Londrina é o quarto município paranaense em número de casos de tuberculose. No ano passado, foram 123 notificações. A estatística levou o Ministério da Saúde a incluir a cidade na lista das cem prioritárias para a campanha de prevenção à doença. Para a gerente de epidemiologia da Secretaria Municipal de Saúde, Sônia Fernandes, a campanha é importante para conscientizar os pacientes a cumprirem o tratamento.
Com o treinamento das equipes do Programa de Saúde da Família (PSF) na orientação em 2002, a taxa de abandono caiu de 15% para 2%. ''O paciente não segue o tratamento porque, depois de apresentar as primeiras melhoras, deixa de tomar a medicação'', destacou Sônia.
Esta triste regra não foi seguida pela dona de casa Aparecida Alves Balan, 44 anos.

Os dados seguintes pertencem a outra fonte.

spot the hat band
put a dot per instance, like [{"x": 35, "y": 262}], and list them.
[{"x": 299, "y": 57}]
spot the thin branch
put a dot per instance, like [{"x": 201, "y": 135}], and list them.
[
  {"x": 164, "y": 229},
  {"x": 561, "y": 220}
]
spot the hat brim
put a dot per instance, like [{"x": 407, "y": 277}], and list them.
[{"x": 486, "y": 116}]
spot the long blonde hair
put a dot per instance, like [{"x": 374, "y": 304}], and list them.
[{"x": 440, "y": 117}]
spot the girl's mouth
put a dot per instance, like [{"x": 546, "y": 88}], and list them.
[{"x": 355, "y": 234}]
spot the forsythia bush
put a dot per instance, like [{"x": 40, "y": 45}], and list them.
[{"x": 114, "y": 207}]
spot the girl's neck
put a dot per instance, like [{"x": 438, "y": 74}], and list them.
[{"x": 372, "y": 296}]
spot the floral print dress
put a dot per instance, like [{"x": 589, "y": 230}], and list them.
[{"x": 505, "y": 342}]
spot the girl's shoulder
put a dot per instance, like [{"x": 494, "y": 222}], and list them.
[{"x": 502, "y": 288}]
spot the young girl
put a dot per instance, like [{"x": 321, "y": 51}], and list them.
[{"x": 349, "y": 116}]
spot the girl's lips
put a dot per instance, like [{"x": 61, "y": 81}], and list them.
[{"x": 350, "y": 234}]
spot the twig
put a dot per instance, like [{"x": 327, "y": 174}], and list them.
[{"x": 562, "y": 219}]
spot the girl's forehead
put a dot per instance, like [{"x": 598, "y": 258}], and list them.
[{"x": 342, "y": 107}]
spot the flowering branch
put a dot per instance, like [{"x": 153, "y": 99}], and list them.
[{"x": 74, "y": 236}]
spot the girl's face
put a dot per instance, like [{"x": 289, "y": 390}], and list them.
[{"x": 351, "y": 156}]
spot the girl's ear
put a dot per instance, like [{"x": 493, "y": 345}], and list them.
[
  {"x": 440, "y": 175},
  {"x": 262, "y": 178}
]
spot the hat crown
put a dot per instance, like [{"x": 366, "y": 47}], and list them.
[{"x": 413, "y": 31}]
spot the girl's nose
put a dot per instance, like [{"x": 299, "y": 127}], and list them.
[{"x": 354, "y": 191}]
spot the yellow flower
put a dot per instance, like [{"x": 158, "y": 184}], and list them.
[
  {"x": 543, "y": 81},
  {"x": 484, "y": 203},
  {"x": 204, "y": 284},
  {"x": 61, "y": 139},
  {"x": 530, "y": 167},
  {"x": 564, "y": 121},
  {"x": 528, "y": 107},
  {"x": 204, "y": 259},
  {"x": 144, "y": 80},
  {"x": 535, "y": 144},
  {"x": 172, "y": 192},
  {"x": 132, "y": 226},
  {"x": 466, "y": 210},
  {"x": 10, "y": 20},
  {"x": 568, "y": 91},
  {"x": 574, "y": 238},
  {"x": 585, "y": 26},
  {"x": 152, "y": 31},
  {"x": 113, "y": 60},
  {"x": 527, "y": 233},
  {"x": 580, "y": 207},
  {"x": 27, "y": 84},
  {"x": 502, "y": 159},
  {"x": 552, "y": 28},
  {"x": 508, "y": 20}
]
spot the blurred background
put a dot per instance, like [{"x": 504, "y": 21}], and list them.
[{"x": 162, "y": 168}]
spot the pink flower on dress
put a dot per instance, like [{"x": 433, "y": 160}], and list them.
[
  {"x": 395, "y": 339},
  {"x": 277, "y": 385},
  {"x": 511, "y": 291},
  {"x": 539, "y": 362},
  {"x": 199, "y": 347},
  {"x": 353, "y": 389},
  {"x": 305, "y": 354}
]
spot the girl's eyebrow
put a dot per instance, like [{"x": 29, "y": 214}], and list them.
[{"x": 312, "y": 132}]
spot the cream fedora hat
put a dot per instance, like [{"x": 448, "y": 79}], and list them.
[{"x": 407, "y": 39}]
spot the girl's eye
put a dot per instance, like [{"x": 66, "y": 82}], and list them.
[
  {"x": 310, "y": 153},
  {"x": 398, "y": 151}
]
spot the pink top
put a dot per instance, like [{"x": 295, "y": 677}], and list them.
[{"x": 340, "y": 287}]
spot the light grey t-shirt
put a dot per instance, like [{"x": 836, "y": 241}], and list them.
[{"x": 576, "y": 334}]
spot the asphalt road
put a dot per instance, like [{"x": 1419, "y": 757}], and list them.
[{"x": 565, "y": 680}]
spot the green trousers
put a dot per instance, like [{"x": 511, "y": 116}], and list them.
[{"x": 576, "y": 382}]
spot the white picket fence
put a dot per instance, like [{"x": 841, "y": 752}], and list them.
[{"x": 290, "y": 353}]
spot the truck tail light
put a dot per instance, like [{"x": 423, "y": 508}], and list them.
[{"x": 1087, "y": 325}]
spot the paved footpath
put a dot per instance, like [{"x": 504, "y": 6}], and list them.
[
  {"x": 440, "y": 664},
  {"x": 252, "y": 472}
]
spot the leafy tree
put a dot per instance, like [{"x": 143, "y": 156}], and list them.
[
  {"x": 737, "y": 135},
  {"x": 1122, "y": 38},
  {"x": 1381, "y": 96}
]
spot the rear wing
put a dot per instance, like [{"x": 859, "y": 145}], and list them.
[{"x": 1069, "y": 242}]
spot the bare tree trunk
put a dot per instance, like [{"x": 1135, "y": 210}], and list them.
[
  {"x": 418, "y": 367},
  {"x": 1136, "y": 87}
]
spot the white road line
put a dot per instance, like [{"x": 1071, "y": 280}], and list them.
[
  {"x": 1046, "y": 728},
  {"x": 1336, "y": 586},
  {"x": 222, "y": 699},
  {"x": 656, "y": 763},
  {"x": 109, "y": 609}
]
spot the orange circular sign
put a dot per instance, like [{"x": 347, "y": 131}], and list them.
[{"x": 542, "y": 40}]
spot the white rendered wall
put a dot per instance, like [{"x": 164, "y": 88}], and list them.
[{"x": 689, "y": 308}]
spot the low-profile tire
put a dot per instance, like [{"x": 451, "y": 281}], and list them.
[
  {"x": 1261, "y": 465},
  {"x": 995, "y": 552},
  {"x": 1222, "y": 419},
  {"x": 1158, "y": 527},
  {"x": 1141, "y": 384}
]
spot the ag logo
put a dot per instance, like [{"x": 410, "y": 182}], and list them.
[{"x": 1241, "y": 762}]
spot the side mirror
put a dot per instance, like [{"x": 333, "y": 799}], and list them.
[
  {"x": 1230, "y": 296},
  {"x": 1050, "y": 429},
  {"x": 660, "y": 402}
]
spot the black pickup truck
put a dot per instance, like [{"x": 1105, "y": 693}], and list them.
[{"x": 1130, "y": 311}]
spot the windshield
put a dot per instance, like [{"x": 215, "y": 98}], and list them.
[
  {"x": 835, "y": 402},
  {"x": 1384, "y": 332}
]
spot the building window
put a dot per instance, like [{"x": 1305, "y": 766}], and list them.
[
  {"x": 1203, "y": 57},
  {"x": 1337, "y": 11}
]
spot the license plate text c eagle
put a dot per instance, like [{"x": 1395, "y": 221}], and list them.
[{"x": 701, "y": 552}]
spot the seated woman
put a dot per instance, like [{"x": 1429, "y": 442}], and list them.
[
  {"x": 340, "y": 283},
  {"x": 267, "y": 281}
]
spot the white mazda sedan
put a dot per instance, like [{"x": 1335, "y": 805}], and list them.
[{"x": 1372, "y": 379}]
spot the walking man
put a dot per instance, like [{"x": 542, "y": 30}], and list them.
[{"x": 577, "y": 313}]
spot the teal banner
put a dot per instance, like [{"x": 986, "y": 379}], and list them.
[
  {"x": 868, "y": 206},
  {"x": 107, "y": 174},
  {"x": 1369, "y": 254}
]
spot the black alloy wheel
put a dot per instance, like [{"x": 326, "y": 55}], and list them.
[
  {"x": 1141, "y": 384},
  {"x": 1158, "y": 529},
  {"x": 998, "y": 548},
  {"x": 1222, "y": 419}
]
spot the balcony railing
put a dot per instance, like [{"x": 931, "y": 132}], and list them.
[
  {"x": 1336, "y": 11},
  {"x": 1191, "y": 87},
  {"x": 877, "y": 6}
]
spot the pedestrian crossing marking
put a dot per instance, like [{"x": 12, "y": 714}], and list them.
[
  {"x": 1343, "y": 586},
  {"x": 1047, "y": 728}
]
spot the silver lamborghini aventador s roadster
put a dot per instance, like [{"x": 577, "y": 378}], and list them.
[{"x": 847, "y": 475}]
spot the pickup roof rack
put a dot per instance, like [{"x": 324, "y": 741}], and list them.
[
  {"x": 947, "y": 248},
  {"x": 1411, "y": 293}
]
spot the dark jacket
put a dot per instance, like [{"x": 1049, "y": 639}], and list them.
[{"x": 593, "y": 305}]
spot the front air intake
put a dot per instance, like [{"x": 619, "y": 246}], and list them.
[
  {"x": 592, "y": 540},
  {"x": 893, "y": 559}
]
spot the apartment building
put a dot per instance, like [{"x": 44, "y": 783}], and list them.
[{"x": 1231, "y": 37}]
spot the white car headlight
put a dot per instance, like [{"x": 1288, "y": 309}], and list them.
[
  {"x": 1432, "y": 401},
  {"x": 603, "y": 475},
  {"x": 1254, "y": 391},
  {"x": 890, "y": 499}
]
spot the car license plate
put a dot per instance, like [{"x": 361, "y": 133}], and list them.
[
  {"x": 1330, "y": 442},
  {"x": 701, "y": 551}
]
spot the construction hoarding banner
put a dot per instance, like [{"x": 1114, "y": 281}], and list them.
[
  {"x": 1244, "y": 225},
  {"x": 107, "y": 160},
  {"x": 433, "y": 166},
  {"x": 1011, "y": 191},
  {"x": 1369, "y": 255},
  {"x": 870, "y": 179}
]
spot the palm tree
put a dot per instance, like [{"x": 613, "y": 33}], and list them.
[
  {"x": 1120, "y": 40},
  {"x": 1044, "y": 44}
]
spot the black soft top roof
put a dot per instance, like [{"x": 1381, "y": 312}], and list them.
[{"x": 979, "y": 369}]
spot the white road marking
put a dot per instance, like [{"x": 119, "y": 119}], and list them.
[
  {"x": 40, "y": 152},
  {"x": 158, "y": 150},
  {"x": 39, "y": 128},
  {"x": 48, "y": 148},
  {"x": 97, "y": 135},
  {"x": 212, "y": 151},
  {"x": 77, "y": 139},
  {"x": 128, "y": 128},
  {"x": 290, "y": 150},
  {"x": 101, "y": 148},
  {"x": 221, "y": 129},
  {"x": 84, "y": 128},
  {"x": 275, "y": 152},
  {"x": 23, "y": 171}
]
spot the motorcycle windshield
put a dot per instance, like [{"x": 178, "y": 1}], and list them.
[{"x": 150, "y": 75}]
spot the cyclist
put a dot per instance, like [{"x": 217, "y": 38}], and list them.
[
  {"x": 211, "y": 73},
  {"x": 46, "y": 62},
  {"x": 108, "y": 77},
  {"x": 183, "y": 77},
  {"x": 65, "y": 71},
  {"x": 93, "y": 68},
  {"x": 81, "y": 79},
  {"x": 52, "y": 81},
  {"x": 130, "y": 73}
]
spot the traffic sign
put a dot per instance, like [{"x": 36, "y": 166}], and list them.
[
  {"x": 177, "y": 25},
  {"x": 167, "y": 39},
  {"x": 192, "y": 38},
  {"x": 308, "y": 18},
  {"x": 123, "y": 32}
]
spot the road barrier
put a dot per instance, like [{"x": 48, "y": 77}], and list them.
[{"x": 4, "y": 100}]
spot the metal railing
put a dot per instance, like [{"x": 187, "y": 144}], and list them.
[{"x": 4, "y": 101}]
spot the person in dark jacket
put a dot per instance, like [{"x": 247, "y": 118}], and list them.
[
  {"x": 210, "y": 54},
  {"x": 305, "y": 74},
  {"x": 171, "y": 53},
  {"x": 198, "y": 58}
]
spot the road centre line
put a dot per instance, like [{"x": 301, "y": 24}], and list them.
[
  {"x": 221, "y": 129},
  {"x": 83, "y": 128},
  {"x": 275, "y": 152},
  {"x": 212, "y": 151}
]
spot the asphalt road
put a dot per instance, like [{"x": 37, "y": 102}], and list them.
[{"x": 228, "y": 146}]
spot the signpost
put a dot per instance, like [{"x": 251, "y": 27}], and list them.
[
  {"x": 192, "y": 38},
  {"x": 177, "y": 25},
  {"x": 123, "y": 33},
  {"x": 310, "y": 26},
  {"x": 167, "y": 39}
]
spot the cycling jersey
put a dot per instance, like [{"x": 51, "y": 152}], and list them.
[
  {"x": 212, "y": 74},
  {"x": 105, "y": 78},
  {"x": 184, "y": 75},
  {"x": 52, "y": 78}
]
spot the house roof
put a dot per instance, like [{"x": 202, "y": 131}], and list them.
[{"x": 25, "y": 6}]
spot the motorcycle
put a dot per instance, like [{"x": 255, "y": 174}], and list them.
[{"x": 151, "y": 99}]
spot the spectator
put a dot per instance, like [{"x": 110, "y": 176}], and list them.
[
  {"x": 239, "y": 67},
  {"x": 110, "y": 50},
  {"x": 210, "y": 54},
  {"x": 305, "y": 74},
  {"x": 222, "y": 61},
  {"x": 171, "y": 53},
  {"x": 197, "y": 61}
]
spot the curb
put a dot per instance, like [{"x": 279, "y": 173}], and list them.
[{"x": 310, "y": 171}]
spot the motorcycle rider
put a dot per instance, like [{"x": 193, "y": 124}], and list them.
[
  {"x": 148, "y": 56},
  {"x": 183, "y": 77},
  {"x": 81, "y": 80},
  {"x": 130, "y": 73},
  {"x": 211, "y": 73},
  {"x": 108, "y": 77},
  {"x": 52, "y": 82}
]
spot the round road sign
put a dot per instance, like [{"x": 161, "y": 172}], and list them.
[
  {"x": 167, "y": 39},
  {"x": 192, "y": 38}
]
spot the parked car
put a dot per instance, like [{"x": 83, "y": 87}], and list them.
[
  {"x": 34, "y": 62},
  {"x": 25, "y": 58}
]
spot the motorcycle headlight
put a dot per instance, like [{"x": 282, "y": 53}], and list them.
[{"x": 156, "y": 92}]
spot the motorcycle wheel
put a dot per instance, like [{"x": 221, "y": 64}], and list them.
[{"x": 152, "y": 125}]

Após 44 anos, a moradora do Jardim Belo Horizonte (Zona Leste) se curou da tuberculose após um ano de tratamento seguido à risca. ''Eu sofria muito com a doença. Por isso, segui a medicação até o fim. É maravilhoso não ter que tossir o tempo todo'', afirmou.
De acordo com Aparecida, o diagnóstico de tuberculose foi feito somente um ano depois da contaminação. Além da tosse, ela apresentava outros sintomas característicos: desânimo, anemia, suores noturnos. ''Sofri muito com a doença, mas nunca enfrentei preconceito por isto'', garantiu. Outras características do quadro de tuberculose são febre baixa, dor no peito e nas costas e perda de peso.
Causada pelo Bacilo de Koch, a tuberculose é transmitida pelo ar. O contágio, no entanto, depende de contato diário com a pessoa contaminada, por duas horas ou mais, em ambiente fechado. ''Os principais locais de contágio são o ambiente de trabalho, escola e a própria casa'', explicou Sônia.
O tipo mais comum é a tuberculose pulmonar. Porém, outros órgãos como ossos, rins, intestino e cérebro, por exemplo, também podem ser atingidos. Os medicamentos são distribuídos de graça pelo Ministério da Saúde, através das Unidades Básicas. ''A distribuição não é feita indiscriminadamente porque o bacilo pode se tornar resistente aos antibióticos'', explicou.
A intenção de intensificar o número de notificações também tem uma explicação financeira. A portaria 1.474/2002 determina que o município receba R$ 50 por cada caso notificado da doença. Também prevê o pagamento de R$ 50 para o ínício do tramento e de R$ 200 no encerramento. ''Com o trabalho das equipes do PSF, acredito que a maioria dos casos em Londrina já deve ter sido notificada'', destacou a diretora de planejamento da Secretaria Municipal de Saúde, Rosângela Libanori.
Além dos 123 casos notificados em Londrina no ano passado, foram registradas seis mortes. Em 2002, foram 129 casos e também seis mortes. Em 2000, a cidade registrou 139 notificações e 10 mortes por tuberculose. As outras cidades parananeses da lista são Curitiba, Paranaguá e Foz do Iguaçu.